Si bien es obvia la fuerte semejanza entre las esculturas de los 60 y las recientes, hay diferencias notorias que tanto el color y acabado general (blanco satinado) y la resolución formal (geométrica) tiende a emparentar hasta la unificación. Mientras las piezas de los 60 se insinúan como retazos de escrituras y desarrollos de comportamiento (un círculo que se convierte en cilindro, un cilindro que se desenrolla hasta ser ángulo recto) en las piezas recientes impera la intención monumental. Ya no es el cuerpo geométrico puro puesto a murmurar o bajo el influjo analítico del despiece y la conversión paso a paso, sino que viene a imponerse una manera constructiva más arquitectónica, en el sentido de que los cuerpos geométricos elementales van a combinarse emulando edificios, obeliscos, columnas, mausoleos, estandartes.

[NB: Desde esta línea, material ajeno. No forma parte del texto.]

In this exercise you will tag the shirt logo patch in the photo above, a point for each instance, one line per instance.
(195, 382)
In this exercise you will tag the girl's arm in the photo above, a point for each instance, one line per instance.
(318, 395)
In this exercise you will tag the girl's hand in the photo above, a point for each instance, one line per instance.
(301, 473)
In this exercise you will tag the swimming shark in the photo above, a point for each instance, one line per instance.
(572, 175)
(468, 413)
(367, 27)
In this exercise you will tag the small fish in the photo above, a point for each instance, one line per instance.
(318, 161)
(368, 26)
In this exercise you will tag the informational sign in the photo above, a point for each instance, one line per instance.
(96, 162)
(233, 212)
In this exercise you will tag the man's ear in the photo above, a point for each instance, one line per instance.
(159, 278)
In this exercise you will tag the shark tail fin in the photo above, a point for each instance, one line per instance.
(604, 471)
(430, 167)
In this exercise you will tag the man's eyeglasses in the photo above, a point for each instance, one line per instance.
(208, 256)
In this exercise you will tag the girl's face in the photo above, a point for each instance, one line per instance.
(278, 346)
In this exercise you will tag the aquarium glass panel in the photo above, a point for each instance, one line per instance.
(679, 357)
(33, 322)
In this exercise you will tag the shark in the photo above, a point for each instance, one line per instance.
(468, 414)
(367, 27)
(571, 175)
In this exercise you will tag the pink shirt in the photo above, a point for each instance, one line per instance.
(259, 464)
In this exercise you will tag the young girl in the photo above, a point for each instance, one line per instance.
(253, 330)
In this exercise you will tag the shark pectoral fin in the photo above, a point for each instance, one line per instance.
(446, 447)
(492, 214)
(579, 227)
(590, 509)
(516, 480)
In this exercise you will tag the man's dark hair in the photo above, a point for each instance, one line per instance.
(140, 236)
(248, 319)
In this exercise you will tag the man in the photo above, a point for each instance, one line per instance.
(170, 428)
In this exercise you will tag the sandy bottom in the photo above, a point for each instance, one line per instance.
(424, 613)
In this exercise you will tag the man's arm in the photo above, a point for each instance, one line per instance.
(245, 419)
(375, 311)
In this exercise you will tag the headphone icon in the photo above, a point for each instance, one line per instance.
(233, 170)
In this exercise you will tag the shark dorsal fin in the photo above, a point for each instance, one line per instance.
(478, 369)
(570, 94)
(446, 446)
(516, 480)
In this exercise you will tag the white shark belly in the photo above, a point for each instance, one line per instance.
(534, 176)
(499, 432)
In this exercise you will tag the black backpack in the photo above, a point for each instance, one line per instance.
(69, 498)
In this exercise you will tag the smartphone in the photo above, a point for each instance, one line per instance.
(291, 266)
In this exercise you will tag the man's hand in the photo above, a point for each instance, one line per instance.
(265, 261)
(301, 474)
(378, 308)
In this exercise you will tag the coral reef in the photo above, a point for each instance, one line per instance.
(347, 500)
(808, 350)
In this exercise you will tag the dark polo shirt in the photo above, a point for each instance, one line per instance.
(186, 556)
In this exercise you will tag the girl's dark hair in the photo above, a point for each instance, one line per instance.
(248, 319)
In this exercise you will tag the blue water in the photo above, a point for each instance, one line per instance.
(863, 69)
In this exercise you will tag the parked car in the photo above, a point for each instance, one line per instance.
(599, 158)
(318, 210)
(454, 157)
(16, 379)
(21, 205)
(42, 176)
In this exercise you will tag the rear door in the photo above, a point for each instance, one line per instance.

Incluso se hace patente la relación de algunas de estas últimas piezas con las armas construidas en cartón durante los años 80 que recordaban instrumentos de tortura y hasta divertimentos sadomasoquistas. 
En estas piezas monumentales (no por escala real sino por alusión) los cubos renuncian a su autonomía para convertirse en dentículos que al multiplicarse evocan la ornamentación de cornisas de castillos. Son también cruces coronando un portal y oquedades que abren ventanas en la superficie compacta de un prisma. Algunas piezas dan la sensación de haber sido arrancadas de cuajo de su contexto original, sin sufrir ningún cercenamiento, como la columna con interior reticulado o la escultura de rayos radiales que se parece mucho a un ostentorio, objeto litúrgico del culto católico donde se guardan las hostias consagradas. Otras piezas dan la impresión de ser el resultado de una combinatoria de elementos surgidos de la excavación de una ciudad en ruinas, con varias partes perdidas, y unidos los hallazgos en un collage surrealista que permite la convivencia de escalas alteradas. Estas últimas son quizás las más enigmáticas. El acabado perfecto de la pieza –un Frankenstein sin costura a la vista– y la negación de la ruina como fragmento de un todo perdido les concede a las esculturas un clima atemporal, inquietante. Como si fuéramos testigos de las construcciones de una civilización extraterrestre regida por reglas ajenas al habitar humano. O de una ciudad utópica que Gómez quiso materializar para nosotros, tal vez para recordarnos, en la gracia del desencanto, la imposibilidad de habitar ese no lugar. “Lo único que sé es lo que supe siempre” recalca Gómez, “que es en el ejercicio que se hacen las cosas y sabiendo dónde estás parado. Podés tener fantasías, pero ser fantasioso me parece que no.”

N°6, 360 x 35 x 45, cartón y pintura

Norberto Gómez. Esculturas se puede visitar hasta el 23 de diciembre en el Museo Nacional de Bellas Artes, Av. del Libertador 1473. De martes a viernes de 11 a 20 y sábados y domingos de 10 a 20.